Click here to read my article on how to use your PI as a digital source using SP/DIF or USB outputs
All-In-One Integrated Music Server with DAC
Strapped for cash? Raspberry PI DACs are a fantastic and inexpensive way to build a dedicated device for all your digital streaming needs. A number of third-party manufacturers such as IQAudio offer HAT (Hardware Attached On Top) modules. Essentially these are complete digital-to-analog converters that get stacked on top of your PI. And because there’s no need for extra power supplies in most cases, manufacturers can offer these at very attractive prices.
Raspberry PI DACs go from anywhere between 30 Euros to couple of hundreds depending on the converter chip used and overall component quality. Some even have built-in Class D amplifiers. Make no mistake, Raspberry PI DAC modules are serious high-end contenders often rivaling very expensive standalone DACs. In many cases you’ll find they utilize the same DAC chips by Texas Instruments or ESS Technology that are being used in reference level gear.
Digital volume control is also possible so your PI can double as a digital preamp, too. In my personal opinion, there’s very little audible difference between a well set up PI DAC versus a 2000 Euro DAC. So if you want to maximize value for money, start here.

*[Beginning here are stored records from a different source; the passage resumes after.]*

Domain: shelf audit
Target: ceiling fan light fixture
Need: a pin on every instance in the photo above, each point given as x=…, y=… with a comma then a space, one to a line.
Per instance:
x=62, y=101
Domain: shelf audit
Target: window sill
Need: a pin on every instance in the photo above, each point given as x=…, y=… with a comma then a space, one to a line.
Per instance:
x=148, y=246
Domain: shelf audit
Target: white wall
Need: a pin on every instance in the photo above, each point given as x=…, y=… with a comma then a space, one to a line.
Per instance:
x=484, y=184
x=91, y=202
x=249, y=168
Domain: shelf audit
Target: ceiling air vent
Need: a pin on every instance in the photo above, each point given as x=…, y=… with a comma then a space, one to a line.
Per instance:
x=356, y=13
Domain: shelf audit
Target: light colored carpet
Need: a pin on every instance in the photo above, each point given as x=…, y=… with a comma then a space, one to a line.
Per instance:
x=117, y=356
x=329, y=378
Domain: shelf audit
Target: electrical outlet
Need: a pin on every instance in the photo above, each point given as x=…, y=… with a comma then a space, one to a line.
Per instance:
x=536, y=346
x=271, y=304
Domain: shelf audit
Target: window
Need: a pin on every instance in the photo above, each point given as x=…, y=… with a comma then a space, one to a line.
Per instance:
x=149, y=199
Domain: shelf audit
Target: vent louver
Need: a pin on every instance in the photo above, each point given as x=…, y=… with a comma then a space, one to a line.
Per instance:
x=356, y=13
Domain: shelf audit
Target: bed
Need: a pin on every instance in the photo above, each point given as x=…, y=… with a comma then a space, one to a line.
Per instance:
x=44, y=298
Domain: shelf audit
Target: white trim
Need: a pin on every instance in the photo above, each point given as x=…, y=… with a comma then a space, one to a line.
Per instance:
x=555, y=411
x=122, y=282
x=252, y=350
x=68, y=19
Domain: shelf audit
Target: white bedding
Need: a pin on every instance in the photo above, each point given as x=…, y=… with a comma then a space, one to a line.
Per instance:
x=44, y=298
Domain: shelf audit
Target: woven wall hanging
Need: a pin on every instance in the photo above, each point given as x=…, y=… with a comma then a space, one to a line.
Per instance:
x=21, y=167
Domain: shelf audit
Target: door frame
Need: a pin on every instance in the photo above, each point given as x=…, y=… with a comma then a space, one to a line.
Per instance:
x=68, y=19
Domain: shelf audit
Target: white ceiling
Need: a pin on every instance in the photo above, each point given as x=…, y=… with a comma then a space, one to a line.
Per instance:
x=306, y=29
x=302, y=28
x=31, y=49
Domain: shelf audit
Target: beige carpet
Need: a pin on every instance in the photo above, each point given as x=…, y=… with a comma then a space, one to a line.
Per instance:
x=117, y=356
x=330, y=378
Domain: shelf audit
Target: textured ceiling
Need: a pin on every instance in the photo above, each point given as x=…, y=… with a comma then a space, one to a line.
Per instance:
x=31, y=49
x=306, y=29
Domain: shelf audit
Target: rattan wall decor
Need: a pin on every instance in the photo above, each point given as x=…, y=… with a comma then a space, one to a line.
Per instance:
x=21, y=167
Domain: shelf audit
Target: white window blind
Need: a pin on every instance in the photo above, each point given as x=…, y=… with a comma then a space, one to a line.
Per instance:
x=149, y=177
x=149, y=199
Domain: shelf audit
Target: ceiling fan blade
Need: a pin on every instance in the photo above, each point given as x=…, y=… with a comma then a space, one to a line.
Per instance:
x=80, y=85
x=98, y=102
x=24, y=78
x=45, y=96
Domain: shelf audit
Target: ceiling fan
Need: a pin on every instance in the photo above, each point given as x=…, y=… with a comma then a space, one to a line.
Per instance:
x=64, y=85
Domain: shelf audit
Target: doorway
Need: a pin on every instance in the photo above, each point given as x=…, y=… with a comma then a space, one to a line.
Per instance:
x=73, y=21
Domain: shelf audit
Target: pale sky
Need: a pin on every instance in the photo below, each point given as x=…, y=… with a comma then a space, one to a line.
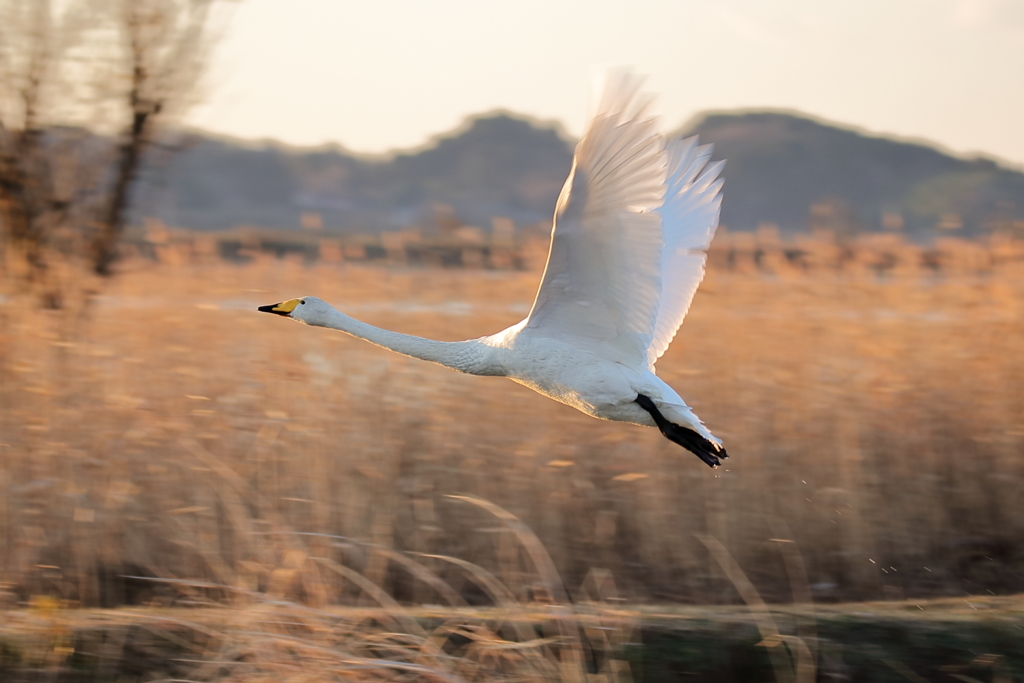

Raspberry PI DACs aren’t perfect though. Lack of external digital inputs can be an issue here. So forget about being able to hook up your TV to your PI DAC or any other source for that matter. In most cases a PI DAC can only be used within the confines of its own ecosystem. Some notable exceptions exist but they are not the norm. Last but not least, your overall sonic experience largely depends on your Raspberry PI power supply. And then there are factors you cannot control such as electrical noise generated by the Raspberry PI board itself. Although most boards are engineered to be isolated from interferences, external digital-to-analog converters do have a slight edge here. Upgrade ability might also be an issue since you cannot run the DAC daughter board separately from the Raspberry PI. Thus, if a newer PI board is released and you plan on upgrading, no compatibility can be limited.
Click here to read my review of current Raspberry PI DACs, especially which HATs are best suited for your needs.
How To Stream Tidal, Qobuz or Spotify
Many users are not interested in streaming local content these days. Instead, they want internet radio or access to audiophile streaming services like Tidal or Qobuz. My favorite Raspberry PI distro that can help you accomplish just that out of the box is Moode Audio (http://moodeaudio.org). Once you have an active subscription with either service, simply log in to your service from the backend.
Using the PI as a NAS?
Before I bought my Synology DS218j, I fiddled around with OpenMediaVault and various Debian distributions. I ended up with a painfully slow data storage solution that would unexpectedly unmount my external USB disks so I gave up on it. I also wanted my storage to be accessible externally but I found that too troublesome. As long as you’re planning to use it as a local storage solution within your LAN, you should be fine. For anything else get a NAS – plain and simple.
How I Personally Use My Raspberry PI
My Raspberry PI runs DietPI and acts as a Roon Bridge. For experimental purposes I have also configured a secondary SD card running Moode. Unfortunately, Moode isn’t a ready-to-use download as it used to be. It’s now become a distro that requires you to run a build-script during installation. Moode is the brainchild of Tim Curtis. Tim has published a great guide on his website on how you get this up and running. I’m sure anyone with basic computer skills can run this installation script.